Vestibular medicine is a vastly under-served niche; fewer than 2,000 clinical specialists in Canada and the U.S. are equipped with the expertise and tools to thoroughly diagnose related impairments. And even when problems are diagnosed, there are no widely available solutions to restore lost vestibular function.
The closest thing is vestibular implants, but these are experimental devices being investigated for patients with severe damage or loss of their vestibular organs. They require high-risk surgeries warranted only for the small fraction of patients with severe vestibular pathologies. They will never be a widely available solution for normal, age-related balance decline.
Canada is home to both academic research and commercial startup activity in the area of vestibular research and balance restoration in aging populations.

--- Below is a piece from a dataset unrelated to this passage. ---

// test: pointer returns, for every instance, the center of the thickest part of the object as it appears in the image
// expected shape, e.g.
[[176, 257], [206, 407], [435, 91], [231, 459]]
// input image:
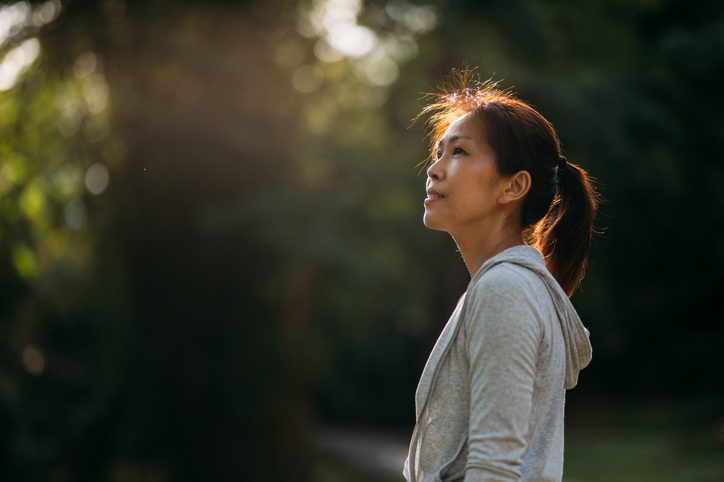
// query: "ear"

Neursantys began as a cross-collaboration between a Canadian engineer in Silicon Valley, who had discovered how to diagnose vestibular decline with a simple wearable device, and an associate professor at the University of Calgary who’s an emerging expert in applying very low-level electrical stimulation of the vestibular balance organs, to measure and restore lost balance function.

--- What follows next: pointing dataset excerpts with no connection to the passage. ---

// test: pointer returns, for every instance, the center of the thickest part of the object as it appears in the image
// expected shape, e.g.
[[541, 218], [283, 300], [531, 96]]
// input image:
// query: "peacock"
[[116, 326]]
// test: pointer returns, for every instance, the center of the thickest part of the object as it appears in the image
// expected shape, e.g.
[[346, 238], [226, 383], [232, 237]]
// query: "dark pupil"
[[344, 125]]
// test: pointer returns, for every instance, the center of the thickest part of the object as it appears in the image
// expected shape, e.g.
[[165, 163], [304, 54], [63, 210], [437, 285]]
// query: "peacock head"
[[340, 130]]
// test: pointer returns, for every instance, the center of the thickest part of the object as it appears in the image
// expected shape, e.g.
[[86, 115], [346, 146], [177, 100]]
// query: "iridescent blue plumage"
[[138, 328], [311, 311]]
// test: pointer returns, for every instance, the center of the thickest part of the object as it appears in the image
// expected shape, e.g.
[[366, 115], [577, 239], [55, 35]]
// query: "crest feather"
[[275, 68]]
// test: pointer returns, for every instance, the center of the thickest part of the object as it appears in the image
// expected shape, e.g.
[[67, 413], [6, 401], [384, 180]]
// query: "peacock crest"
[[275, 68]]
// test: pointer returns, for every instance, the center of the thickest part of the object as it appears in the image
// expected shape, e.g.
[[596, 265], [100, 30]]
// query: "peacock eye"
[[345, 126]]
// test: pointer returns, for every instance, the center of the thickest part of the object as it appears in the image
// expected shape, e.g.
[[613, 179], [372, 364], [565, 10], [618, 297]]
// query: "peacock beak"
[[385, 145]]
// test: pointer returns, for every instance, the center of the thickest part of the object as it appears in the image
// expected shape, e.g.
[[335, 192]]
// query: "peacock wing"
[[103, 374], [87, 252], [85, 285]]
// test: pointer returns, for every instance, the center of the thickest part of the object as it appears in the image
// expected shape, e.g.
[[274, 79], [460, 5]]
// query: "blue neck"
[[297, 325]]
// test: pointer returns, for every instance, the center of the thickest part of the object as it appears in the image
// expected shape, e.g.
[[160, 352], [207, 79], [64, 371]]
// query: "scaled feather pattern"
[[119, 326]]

The pair met through a chance introduction by an Alberta Health Services innovation executive, and the subsequent cross-pollination was facilitated by a Mitacs program manager at the University of Calgary.
Less than three years later, despite the challenges of the COVID-19 pandemic, this collaboration has developed the first wearable “bioelectronic” medical device that, coupled with a six-week treatment protocol, can deliver diagnostic assessment and neuroplastic treatment of age-related balance decline in patients 55-90 years old.
Need to protect and grow opportunities for cross-pollination
Cross-pollination leading to innovation has been an important theme in funding our company’s early-stage development activities.
In May 2022, Neursantys was awarded a Deep Space Healthcare Challenge grant from the Canadian Space Agency. The funding is to accelerate development and testing of the Neursantys device for dual-use applications treating balance impairments in patients living in remote and underserved communities in Canada, as well as astronauts serving on deep-space missions. Accelerated vestibular aging caused by exposure to microgravity presents a fundamental medical challenge for human activities in space.
Canada is in the vanguard of vestibular research and bioelectronic treatment. To ensure we maintain our lead, we recommend these policies and initiatives:
As is often the case, 95 percent of scientific breakthroughs can be attributed to serendipitous discovery and five percent to local, provincial, and federal innovation management strategy, policies and programs.
By rebalancing policy efforts toward the stewardship of innovation environments that nurture and reward cross-pollinated innovation, Canada can continue to be an international leader in this critical research and technology commercialization.